Literature Corner Morris Mtisi
*PLEASE refer to King Lear and The Merchant of Venice.
Every student who is reading or studying Shakespeare, for pleasure or examinations, must be passionately familiar with Shakespearean Plot Structure. All of his plays, whether they are Comedies, Tragedies, Tragi-Comedies or Histories, follow the same movement or development of events. This is what I refer to as the Plot Structure. It is typical of Shakespeare’s remarkable dramatic progress. He adhered to it with serenity and humanism, masterfully controlled and structured but refused to be limited to a myriad of his temptations to walk on one plain of dramatic progress.
I want you and your teacher or teacher and his pupils to carefully confirm if King Lear (‘A’ level set book) and The Merchant of Venice (Form 3 – 4) conform to the following Plot Structure:
General: No one enjoyed emphasizing the amusement / the humour (comedy) or seriousness of play scenes by dramatic contrasts than William Shakespeare. He achieved this by placing a humorous scene after a serious scene and vice-versa. The scenes that conjured up laughter or amusement helped to achieve comic relief (temporary escape from blood / death / conflict / tension.
Stage One: Shakespeare introduces main characters to the reader / audience. There is order in everything that happens. There is natural harmony between the world and nature.
Stage Two: Problems begin. Things go wrong. There is confusion or confusions, murders, cheating, corruption, deceit and other complications vividly occupy the plot.
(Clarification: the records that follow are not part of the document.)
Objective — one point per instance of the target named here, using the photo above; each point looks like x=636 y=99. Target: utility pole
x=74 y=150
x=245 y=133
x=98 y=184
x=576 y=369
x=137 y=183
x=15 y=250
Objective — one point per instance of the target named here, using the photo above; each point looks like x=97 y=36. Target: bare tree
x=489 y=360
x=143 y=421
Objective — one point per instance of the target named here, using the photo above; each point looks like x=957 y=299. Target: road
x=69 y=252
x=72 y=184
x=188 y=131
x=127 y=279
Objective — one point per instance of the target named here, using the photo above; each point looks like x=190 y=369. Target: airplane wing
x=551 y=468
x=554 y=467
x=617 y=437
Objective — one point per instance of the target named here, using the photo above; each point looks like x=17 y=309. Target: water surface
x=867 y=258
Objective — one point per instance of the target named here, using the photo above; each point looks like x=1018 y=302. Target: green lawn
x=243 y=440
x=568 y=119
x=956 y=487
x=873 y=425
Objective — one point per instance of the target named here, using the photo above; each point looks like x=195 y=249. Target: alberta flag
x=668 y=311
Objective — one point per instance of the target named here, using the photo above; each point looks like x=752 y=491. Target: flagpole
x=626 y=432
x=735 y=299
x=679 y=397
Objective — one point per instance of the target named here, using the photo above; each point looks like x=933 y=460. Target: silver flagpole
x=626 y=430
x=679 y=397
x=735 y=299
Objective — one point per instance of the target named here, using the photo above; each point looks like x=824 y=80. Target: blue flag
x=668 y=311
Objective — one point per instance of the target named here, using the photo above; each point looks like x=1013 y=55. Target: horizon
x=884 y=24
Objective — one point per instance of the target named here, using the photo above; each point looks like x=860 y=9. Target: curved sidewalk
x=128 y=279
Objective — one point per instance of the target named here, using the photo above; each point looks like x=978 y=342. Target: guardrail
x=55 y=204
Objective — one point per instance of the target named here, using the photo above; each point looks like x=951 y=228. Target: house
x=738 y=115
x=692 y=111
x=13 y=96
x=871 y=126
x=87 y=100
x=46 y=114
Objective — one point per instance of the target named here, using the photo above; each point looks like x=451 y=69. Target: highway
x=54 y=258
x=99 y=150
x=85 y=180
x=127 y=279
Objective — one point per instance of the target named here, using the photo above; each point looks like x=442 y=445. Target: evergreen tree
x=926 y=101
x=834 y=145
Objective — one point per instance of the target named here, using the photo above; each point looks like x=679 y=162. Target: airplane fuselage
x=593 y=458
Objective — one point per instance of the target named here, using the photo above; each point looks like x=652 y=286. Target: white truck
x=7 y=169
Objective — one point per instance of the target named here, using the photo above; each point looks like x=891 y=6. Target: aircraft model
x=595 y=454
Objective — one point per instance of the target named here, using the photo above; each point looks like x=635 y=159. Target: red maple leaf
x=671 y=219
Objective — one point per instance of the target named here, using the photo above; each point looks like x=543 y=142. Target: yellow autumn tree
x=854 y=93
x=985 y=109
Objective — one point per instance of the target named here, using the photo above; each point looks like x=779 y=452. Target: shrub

Stage Three: As story moves / progresses / there is chaos / disorder and the order and harmony experienced in Stage One is lost. Nature goes bonkers / berserk / -eg flooding, excessive heat, severe winds and whirlwinds, stars, moon, other heavenly bodies are in riot. In other plays animals behave abnormally eg horses running mad and eating each other up.
Stage Four: Climax. This refers to the boiling point of the play. If it is a tragedy you are reading, more deaths occur, more blood, etc, involving the main character: eg Julius Caesar / Hamlet / Macbeth. The climax marks moment of highest intensity, particularly for the protagonist (main character).
Stage Five: Order is regained. The ‘right’ people are in control again. In Macbeth, Macduff and Malcolm move in politically to take positions. Nature and the world are one with main characters once more. In comedies, they get married, feast, wed and celebrate.
Are the above stages true in King Lear and The Merchant of Venice? Mazvionazve zvandaibhuya? Zvinobaadakadza hai!